I've got the McKesh- they work great.

Kevin P.


----------



## hyewalt34 (May 9, 2004)

Hi All,

As I have written here before, I bought the Tow-n-See Mirrors and think they are great. They cost $27.00 each and you have a choice of regular or convex mirrors. I got the regular. On a recent 2500mi. trip they worked great. I almost bought the McKesh mirrors before I found the Tow-N-See's. I am glad I didn't get them! Way too expensive!

You have to order them from the dealer list on the web-site.

Walter


----------



## dougdogs (Jul 31, 2004)

I wanted a set of telescoping mirrors for my F150.
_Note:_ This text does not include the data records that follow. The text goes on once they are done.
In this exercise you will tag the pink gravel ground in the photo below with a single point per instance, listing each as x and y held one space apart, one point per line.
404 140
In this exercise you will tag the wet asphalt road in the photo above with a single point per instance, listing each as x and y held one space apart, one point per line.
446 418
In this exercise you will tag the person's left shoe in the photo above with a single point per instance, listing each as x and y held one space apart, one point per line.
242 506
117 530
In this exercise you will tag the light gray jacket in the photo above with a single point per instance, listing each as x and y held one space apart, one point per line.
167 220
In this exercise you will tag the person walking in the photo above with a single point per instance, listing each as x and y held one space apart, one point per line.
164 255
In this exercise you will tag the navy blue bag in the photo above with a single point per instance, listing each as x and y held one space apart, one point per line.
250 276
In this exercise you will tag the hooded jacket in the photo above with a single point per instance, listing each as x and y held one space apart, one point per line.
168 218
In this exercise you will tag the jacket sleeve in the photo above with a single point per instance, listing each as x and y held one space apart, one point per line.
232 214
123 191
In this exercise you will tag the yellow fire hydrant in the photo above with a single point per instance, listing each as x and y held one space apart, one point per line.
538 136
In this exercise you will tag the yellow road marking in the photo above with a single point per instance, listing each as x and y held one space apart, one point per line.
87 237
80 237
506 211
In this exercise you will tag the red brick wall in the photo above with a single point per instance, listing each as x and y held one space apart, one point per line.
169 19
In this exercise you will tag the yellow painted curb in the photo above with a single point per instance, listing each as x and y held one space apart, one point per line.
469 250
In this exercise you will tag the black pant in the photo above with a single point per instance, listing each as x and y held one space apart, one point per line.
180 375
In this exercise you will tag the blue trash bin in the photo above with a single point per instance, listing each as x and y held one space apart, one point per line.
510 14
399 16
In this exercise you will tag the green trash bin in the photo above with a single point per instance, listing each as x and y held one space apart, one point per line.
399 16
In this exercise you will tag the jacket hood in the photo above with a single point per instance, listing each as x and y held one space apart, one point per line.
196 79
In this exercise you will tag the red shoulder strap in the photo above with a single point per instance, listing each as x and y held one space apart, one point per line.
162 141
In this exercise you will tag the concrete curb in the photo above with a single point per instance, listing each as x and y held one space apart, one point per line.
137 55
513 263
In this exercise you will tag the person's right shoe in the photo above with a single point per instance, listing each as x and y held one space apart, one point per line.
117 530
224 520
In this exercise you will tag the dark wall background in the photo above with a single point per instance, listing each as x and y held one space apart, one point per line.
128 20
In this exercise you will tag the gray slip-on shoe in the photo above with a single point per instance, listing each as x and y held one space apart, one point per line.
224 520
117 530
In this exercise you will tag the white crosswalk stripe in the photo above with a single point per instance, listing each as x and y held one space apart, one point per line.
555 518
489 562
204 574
I went with Schefenacker's (right now just towing my boat)

http://www.ttt-mirror.com/


----------



## Mgonzo2u (Aug 3, 2004)

*hyewalt34,*

So you would recommend the Tow-N-See mirrors I was referencing in the post just prior to yours? I am ready to buy some extendables and just from my research these Tow-N-Sees look like they would serve the exact purpose without much work involved to use them.

Could you please advise as to what company you ended up purchasing them through?


----------



## snsgraham (May 18, 2004)

Are these prone to vibration? It seems to me like they might be with that long shaft being supported at a pivot point. Whatcha say mon??

Scott


----------



## rennerbee (Jul 25, 2004)

We have the CIPA's also. Have not noticed any vibration or loosening. I may not be the one towning, but I sure do use them in the passenger seat...they help me figure out when to tell my wonderful hubby to SLOW DOWN!!


----------



## hyewalt34 (May 9, 2004)

Hi All,

I got them through All American RV. The woman that took my order said that everyone around there has them because they are so good. Mr Horst (the inventor) lives there and comes in to see them. They are on the list of dealers on the Tow-N-See web page. They do not vibrate. What's really nice about them is you just use your power mirror adjustment to adjust them.

Walter


----------



## Mgonzo2u (Aug 3, 2004)

*hyewalt34*,

Thanks for the lead. I will be putting in my order today for a set.

Btw, are you happy with your choice vs the convex style?


----------